Instances

  • The purpose of instance recommendation is to show the savings on instances  with different optimizations like rightsizing, startup/shutdown and idle instances and how these are calculated and generated.

  • Rightsizing recommendations

    • When making instance type recommendations, vCPU/memory usage and capacity are considered and checked against thresholds (in Settings page) to determine if the current instance type should be replaced and by which ones to reduce costs.

      • Hourly peak data is analyzed from the last 90 days for vCPU utilization which calculates the optimal capacity for the current configuration. Similarly, we find the optimal memory capacity based on the current instance’s usage trend. 

      • Next, combining both of these optimal configurations with a sampling factor threshold we recommend the best fit instance types for your current configuration would reduce your overall infrastructure cost by replacing your current instance type with the best fit ones.

      • Finally, using a sampling threshold (default at 10%), we check to see if 10% of hourly peak samples utilization (for EITHER memory or CPU) exceed the maximum threshold and whether changing instance types will mitigate those peaks cost effectively (this is only for downsizing, and upsizing is the opposite).

        • E.g instead of running workloads quickly with more CPUs, is it still possible to reduce the number of CPUs (by switching to a new instance type) and reduce workload times, but maintain performance and reduce costs overall is a question that is measured.

        • The inverse is true when your current usage exceeds its capacity on a consistent basis, at which point upsizing your instance type is recommended to stabilize workloads cost effectively.

        • 10% is a good threshold to sample from due to a variety of factors like backups and network activity, but this can be changed at the user’s preference. 

        • To see and modify all thresholds that are checked against the utilization data for recommendations, navigate to the settings page into the Rightsizing tab.

      • With each recommended instance type comes a risk level, which is to show a comparison between the existing and suggested type’s CPU and memory configuration. A risk level of 1 is given if the existing CPU and memory configuration matches or is less than the suggested type’s CPU and memory configuration. A risk level of 3 is given when the suggested type CPU or memory is half or less of the existing type’s current configuration. Everything else is given a 2.

    • The calculation for savings on rightsizing is the (suggested instance rate (hourly) - existing type rate (hourly) ) * 24) * 365. The numbers displayed in the UI, might not show the same calculation as the UI only shows up to 2 decimal places, but calculate past them.

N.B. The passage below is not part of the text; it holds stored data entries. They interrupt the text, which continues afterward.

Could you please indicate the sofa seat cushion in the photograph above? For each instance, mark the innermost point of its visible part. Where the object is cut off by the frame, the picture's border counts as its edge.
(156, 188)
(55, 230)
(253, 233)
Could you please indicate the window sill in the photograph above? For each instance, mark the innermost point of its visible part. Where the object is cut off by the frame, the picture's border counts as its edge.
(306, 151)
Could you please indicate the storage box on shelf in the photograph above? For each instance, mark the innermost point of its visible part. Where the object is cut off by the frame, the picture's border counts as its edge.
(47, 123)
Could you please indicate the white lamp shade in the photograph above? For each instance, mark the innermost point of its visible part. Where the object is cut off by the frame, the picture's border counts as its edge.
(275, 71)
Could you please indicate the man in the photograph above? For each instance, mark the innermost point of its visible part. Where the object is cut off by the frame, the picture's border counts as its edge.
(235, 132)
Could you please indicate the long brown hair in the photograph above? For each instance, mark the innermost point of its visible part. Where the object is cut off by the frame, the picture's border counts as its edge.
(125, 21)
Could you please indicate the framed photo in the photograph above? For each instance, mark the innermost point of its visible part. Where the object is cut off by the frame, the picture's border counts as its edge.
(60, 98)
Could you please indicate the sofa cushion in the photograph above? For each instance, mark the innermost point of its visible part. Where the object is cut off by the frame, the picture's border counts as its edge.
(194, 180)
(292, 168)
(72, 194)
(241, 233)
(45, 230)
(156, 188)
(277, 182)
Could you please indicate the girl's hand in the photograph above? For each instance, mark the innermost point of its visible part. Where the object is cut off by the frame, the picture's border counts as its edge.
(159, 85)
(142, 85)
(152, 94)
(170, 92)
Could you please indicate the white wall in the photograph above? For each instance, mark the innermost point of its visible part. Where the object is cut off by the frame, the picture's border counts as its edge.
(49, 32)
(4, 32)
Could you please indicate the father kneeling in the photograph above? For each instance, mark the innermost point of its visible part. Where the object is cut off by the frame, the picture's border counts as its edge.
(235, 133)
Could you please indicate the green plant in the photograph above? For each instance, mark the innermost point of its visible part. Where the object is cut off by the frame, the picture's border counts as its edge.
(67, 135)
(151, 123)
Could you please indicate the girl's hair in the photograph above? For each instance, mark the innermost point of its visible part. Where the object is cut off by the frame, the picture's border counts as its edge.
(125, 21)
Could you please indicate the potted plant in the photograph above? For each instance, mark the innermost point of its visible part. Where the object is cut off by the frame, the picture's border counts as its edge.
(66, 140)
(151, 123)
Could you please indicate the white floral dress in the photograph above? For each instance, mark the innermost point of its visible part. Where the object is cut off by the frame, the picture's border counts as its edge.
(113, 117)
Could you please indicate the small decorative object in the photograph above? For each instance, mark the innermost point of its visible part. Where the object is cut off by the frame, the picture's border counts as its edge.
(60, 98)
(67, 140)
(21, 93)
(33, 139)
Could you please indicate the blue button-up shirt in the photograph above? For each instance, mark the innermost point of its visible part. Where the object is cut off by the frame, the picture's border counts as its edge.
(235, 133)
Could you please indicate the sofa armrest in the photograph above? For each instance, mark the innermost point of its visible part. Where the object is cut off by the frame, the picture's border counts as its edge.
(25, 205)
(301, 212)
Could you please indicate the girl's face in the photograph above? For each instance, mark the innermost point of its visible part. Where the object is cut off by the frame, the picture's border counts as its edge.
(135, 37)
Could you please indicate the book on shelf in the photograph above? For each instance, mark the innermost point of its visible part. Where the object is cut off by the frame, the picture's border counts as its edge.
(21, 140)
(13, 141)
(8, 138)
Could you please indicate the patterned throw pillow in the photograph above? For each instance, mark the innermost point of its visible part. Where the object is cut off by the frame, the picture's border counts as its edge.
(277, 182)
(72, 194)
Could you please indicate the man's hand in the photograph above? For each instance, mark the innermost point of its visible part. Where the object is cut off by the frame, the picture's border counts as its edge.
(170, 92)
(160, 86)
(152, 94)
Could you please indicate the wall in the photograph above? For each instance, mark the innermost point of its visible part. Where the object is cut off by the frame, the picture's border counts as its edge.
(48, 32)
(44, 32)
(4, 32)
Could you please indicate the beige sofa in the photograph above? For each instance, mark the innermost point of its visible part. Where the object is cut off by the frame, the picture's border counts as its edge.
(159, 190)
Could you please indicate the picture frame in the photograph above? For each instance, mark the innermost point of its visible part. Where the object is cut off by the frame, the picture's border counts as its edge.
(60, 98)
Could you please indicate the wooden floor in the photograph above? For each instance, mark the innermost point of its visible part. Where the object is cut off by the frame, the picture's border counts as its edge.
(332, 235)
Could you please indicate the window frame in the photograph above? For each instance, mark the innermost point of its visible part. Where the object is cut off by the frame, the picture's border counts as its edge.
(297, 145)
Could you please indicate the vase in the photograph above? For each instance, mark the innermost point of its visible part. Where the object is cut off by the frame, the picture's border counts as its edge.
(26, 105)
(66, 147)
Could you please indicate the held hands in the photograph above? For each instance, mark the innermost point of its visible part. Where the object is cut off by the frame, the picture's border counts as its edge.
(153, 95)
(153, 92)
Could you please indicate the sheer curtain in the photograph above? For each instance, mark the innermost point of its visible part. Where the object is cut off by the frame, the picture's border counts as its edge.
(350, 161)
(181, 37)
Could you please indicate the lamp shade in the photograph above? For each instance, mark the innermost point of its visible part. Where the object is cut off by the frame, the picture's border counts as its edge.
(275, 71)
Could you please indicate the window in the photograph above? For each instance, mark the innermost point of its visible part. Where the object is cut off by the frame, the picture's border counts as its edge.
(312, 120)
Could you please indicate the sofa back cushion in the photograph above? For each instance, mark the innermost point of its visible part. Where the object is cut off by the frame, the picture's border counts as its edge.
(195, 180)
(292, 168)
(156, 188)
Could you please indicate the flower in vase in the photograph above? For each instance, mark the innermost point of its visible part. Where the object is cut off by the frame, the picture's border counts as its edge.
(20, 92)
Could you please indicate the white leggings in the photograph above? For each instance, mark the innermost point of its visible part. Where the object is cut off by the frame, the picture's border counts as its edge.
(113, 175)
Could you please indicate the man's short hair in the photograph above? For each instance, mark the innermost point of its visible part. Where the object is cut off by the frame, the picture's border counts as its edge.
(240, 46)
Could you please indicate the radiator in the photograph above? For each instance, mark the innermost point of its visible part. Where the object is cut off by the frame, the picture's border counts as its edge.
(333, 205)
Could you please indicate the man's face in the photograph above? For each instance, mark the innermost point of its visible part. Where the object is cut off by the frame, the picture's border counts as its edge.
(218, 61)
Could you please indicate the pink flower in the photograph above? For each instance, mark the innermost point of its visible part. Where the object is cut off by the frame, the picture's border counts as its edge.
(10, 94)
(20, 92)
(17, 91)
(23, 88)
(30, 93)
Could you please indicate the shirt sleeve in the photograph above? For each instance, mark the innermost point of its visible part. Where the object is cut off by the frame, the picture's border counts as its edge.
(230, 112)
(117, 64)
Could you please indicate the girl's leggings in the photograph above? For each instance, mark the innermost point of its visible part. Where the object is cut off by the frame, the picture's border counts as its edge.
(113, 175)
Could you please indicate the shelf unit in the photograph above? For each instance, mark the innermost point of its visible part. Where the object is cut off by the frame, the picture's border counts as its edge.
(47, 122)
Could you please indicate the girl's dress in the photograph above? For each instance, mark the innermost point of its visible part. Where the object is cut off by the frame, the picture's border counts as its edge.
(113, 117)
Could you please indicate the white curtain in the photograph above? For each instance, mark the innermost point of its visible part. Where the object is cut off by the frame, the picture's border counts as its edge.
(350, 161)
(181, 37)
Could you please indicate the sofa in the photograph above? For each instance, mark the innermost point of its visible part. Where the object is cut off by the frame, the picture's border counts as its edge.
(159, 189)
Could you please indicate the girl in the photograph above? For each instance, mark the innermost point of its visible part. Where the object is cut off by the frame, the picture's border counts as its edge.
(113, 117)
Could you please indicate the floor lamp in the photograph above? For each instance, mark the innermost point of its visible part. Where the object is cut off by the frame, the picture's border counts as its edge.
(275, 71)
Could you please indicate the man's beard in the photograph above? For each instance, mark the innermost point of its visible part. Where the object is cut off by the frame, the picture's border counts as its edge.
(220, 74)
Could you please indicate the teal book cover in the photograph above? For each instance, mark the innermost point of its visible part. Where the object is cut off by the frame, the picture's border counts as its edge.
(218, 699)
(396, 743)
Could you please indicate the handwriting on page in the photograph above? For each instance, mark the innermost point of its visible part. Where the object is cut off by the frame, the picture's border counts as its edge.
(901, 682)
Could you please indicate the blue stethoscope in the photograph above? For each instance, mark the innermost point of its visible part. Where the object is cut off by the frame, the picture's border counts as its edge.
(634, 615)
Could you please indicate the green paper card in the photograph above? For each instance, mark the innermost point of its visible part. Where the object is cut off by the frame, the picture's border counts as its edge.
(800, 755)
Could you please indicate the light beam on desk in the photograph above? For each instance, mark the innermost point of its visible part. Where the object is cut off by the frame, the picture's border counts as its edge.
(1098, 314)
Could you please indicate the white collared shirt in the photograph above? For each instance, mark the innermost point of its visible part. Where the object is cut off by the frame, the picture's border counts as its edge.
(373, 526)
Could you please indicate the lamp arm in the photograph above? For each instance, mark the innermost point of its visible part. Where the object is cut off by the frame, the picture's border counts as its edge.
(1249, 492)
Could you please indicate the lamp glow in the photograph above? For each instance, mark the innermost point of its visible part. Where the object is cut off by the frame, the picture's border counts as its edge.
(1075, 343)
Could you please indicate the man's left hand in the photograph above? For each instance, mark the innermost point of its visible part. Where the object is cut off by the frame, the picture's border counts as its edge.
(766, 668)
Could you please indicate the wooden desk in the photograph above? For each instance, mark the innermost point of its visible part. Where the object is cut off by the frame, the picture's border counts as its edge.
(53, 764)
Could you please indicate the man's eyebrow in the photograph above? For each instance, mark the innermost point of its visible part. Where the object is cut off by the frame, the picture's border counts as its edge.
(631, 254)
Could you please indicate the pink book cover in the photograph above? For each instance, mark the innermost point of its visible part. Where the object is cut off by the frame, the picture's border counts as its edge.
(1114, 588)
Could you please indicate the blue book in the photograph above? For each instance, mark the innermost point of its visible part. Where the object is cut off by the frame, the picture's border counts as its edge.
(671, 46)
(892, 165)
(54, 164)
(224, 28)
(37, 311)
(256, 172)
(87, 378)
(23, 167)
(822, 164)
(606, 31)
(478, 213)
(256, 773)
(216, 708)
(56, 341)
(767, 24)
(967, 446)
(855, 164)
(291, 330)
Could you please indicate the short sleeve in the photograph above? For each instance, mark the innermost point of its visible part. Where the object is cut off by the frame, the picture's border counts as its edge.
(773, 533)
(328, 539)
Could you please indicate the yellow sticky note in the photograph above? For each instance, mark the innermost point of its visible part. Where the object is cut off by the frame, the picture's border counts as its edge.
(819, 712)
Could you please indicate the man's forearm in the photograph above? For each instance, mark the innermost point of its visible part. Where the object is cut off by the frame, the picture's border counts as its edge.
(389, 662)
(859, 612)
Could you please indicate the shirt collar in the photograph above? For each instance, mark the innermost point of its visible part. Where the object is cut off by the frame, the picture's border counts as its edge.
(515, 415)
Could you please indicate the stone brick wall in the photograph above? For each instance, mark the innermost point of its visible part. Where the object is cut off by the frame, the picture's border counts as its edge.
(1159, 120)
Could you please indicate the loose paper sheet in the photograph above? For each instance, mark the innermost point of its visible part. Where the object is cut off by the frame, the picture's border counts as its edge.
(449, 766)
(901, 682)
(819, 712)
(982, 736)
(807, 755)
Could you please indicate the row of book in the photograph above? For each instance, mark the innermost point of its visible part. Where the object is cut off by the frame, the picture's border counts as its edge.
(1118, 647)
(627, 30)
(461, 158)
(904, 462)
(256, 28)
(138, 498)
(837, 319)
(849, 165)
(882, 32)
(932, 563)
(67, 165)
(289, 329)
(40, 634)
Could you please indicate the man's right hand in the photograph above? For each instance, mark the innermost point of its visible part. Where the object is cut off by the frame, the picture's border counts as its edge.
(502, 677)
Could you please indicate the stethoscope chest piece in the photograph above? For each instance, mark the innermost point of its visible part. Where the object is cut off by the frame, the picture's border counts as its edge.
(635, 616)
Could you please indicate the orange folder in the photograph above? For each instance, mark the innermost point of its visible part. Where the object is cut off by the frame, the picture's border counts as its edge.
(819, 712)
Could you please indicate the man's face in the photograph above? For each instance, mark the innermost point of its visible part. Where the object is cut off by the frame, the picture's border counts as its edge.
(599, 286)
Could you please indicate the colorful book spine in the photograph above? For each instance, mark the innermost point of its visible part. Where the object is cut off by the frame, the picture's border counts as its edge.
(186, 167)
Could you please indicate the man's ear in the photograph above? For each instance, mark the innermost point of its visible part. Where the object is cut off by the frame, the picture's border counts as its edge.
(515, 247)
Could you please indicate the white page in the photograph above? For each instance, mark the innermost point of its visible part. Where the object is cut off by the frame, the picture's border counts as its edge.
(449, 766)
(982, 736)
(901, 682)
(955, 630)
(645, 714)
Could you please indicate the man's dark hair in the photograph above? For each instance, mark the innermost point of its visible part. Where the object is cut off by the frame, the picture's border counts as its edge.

  • Startup/Shutdown recommendations

    • When making startup/shutdown recommendations, the goal is to provide users with a startup and shutdown schedule for their instances that can reduce costs for underutilized resources at specific times during the week. 

      • The purpose of this is to offer a way to autonomously start and stop instances when they are operating under (or over) a specific CPU and memory usage threshold (these thresholds can be found in the Settings page as well).

      • Schedule recommendations are made based on the average CPU/memory utilization over the last 30 days for each hour of each day.

        • E.g. if an instance has an average of 45% CPU/memory utilization (where the threshold was 20%) on Monday at 3:00AM over the last 30 days, we would recommend that it stays on. Similarly if the instance was running at an average of 5%  CPU/memory over the last 30 days (where the threshold was 10%)  on Tuesday at 2:00PM, we would recommend it stay off for that particular HOUR.

      • A sample factor is also used to foolproof this in case of anomalous utilization. For example, if we have 100 samples of CPU/memory utilization over a given month and more than 10% (our sample factor) of samples operates over their CPU/memory thresholds (but the rest of samples are under), we would recommend it to stay on. However, if less than or equal to 10% of samples are over the threshold (and the rest are under), we would recommend it to stay off.

    • The calculation for savings on startup/shutdown is the ((mtd spend / number of active instance hours) / 24) * # of hours that vm is off) * 365. The numbers displayed in the UI, might not show the same calculation as the UI only shows up to 2 decimal places, but calculate past them.

  • Idle Instance recommendations

    • When making recommendations for idle instances, the approach is similar to startup/shutdown, and instances that are below or at the minimum CPU/memory threshold are considered idle.

      • A sample factor is also used to measure any anomalous utilization. We use both a minimum and maximum to generate a recommendation for this. 

      • To be considered for recommendation, we need to first check if the instance meets the requirements to do so. E.g if we have a CPU utilization threshold minimum of 10% and a maximum of 20%, with a sample factor of 5%, then more than 5% of samples should have a minimum utilization of 10% or less to be considered for recommendation.

      • However, if more than 5% of samples are above the maximum 10% threshold, then we will not classify it as idle.

    • The calculation for savings on idle instances is the (current mtd spend / current day of month) * 365. The numbers displayed in the UI, might not show the same calculation as the UI only shows up to 2 decimal places, but calculate past them.